Имя Мурина напомнило Передонову приятное для него, - выпивку, закуску. Он вошел.
В темноватой из-за деревьев гостиной сидели Марта с красным, завязанным бантом, платочком на шее и с повеселевшими глазами, - Мурин, больше обыкновенного растрепанный и чем-то словно обрадованный, - и возрастный гимназист Виткевич: он ухаживал за Вершиною, думал, что она в него влюблена, и мечтал оставить гимназию, жениться на Вершиной, и заняться хозяйством в ее именьице.
Мурин поднялся навстречу входившему Передонову с преувеличенно радостными восклицаниями, лицо его сделалось еще слаще, глазки замаслились, - и все это не шло к его дюжей фигуре и взлохмаченным волосам, в которых виднелись даже кое-где былинки сена.
- Дела обтяпываю, - громко и сипло заговорил он, - у меня везде дела, а вот кстати милые хозяйки и чайком побаловали.
- Ну да, дела, - сердито отвечал Передонов, - какие у вас дела! Вы не служите, а так деньги наживаете. Это вот у меня дела.
- Что ж, дела - это и есть чужие деньги, - с громким хохотом возразил Мурин.
Вершина криво улыбалась и усаживала Передонова к столу. На круглом преддиванном столе тесно стояли стаканы и чашки с чаем, ром, варенье из куманики, серебряная сквозная, крытая вязаною салфеточкою, корзинка со сладкими булками и домашними миндальными пряничками.
От стакана Мурина сильно пахло ромом, а Виткевич положил себе на стеклянное блюдечко в виде раковины много варенья. Марта с видимым удовольствием ела маленькими кусочками сладкую булку. Вершина угощала и Передонова, - он отказался от чая.
Еще отравят, подумал он. - Отравить-то всегда легче, - сам выпьешь и не заметишь, яд сладкий бывает, а домой придешь и ноги протянешь.

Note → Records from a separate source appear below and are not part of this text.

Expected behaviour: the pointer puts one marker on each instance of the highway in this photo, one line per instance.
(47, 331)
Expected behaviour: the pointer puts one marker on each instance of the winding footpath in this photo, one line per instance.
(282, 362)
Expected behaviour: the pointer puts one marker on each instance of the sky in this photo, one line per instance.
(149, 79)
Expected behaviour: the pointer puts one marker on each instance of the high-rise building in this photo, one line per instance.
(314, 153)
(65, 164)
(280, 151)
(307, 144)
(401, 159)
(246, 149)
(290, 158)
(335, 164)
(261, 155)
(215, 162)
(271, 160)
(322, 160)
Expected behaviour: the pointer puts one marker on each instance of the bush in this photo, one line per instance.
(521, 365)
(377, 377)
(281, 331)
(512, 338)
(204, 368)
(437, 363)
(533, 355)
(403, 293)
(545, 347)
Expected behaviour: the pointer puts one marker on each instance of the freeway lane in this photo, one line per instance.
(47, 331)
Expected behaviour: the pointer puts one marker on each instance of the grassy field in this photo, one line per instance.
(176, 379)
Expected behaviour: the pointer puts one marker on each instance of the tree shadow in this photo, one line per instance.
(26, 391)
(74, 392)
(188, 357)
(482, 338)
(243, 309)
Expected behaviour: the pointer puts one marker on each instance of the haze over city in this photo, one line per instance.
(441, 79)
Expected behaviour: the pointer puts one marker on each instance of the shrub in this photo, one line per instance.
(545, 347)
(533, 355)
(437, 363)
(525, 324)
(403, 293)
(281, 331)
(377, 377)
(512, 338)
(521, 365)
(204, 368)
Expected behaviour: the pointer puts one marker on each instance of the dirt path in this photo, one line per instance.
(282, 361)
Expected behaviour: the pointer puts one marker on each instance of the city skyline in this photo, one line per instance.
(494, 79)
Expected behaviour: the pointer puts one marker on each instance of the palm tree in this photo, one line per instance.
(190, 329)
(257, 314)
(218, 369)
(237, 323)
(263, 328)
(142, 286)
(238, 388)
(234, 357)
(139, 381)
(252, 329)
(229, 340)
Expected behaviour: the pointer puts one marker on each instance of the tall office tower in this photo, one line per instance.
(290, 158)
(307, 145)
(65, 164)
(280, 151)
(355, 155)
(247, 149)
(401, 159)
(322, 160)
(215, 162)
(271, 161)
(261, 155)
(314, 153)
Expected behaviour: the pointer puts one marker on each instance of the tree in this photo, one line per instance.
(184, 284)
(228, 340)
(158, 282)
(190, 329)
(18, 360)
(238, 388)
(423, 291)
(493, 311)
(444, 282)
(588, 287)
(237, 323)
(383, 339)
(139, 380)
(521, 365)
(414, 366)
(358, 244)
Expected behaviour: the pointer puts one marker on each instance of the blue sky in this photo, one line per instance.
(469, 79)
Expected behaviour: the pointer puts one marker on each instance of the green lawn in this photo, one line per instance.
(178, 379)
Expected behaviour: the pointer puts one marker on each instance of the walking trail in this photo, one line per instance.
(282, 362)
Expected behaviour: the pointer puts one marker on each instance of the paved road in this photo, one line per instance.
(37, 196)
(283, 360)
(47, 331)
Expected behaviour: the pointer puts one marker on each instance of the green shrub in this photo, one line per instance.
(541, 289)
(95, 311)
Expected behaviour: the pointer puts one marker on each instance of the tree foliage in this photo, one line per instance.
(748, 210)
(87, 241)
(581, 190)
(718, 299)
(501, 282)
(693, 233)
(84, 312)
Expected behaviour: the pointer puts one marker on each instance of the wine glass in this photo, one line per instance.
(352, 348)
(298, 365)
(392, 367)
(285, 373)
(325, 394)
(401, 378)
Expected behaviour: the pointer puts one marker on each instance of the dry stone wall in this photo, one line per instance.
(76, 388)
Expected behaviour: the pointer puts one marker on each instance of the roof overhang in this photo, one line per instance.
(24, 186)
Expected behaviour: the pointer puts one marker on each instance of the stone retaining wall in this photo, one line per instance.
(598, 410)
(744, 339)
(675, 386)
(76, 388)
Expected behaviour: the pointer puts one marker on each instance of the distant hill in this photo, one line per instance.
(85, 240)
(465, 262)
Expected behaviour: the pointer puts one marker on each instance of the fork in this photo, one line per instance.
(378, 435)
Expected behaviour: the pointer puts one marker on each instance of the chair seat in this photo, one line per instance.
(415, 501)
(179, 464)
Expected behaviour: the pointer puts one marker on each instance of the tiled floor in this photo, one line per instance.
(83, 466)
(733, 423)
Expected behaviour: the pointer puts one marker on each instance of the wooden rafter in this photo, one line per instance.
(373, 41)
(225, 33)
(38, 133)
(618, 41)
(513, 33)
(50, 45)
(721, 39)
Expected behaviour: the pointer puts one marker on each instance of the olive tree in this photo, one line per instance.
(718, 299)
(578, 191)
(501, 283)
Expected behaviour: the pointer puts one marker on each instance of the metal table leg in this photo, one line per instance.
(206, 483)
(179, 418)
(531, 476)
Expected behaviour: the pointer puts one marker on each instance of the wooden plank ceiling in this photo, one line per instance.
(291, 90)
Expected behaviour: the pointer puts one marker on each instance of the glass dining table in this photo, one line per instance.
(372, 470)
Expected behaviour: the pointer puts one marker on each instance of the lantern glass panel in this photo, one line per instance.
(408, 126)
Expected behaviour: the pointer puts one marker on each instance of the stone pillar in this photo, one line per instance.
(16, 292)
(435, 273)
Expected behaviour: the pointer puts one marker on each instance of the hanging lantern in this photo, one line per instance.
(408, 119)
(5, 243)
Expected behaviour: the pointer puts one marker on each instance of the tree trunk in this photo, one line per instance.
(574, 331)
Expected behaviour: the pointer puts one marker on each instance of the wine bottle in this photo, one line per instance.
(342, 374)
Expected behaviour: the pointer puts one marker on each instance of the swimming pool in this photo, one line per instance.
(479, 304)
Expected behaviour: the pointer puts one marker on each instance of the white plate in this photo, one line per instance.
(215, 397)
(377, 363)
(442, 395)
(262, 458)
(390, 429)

И ему было досадно, зачем для Мурина поставили варенье, а когда он пришел, то для него не хотят принести новой банки с вареньем получше. Не одна у них куманика, - много всякого варенья наварили.
А Вершина, точно, ухаживала за Муриным. Видя, что на Передонова мало надежды, она подыскивала Марте и других женихов. Теперь она приманивала Мурина. Полуодичавший в гоньбе за трудно дававшимися барышами, помещик охотно шел на приманку: Марта ему нравилась.
Марта была рада, - ведь это была ее постоянная мечта, что вот найдется ей жених, и она выйдет замуж, и у нее будет хорошее хозяйство и дом - полная чаша. И она смотрела на Мурина влюбленными глазами. Сорокалетний громадный мужчина с грубым голосом и с простоватым выражением в лице и в каждом движении казался ей образцом мужской силы, молодечества, красоты и доброты.
Передонов заметил влюбленные взгляды, которыми обменивались Мурин и Марта, - заметил потому, что ожидал от Марты преклонения перед ним самим. Он сердито сказал Мурину:
- Точно жених сидишь, вся физиономия сияет.
- Это я от радости, - возбужденным, веселым голосом сказал Мурин, - что вот дело мое хорошо обделал.
Он подмигнул хозяйкам. Они обе радостно улыбались. Передонов сердито спросил, презрительно щуря глаза:
- Невесту, что ли, нашел? Приданого много дают?
Мурин говорил, как будто и не слышал этих вопросов:
- Вот Наталья Афанасьевна, дай ей Бог всего хорошего, моего Ванюшку согласилась у себя поместить. Он будет тут жить как у Христа за пазухой, и мое сердце будет спокойно, что не избалуется.
- Будет шалить вместе с Владей, - угрюмо сказал Передонов, - еще дом сожгут.
- Не посмеет! - решительно крикнул Мурин. - Вы, матушка Наталья Афанасьевна, за это не беспокойтесь: он у вас по струнке будет ходить.
Вершина, чтобы прекратить этот разговор, сказала, криво улыбаясь:
- Что-то мне кисленького захотелось.
- Не хотите ли брусники с яблоками? Я принесу, - сказала Марта, быстро вставая с места.
- Пожалуй, принесите.
Марта побежала из комнаты. Вершина даже не посмотрела за нею, - она привыкла принимать спокойно Мартины угождения, как нечто должное. Она сидела покойно и глубоко на диване, пускала синие дымные клубы и сравнивала мужчин, которые разговаривали, Передонов - сердито и вяло, Мурин - весело и оживленно.
Мурин нравился ей гораздо больше. У него добродушное лицо, а Передонов и улыбаться не умеет. Нравился ей Мурин всем, - большой, толстый, привлекательный, говорит приятным низким голосом, и к ней очень почтителен. Вершина даже подумывала порой, не повернуть ли дело так, чтобы Мурин посватался не к Марте, а к ней. Но она всегда кончала свои размышления тем, что великодушно уступала его Марте.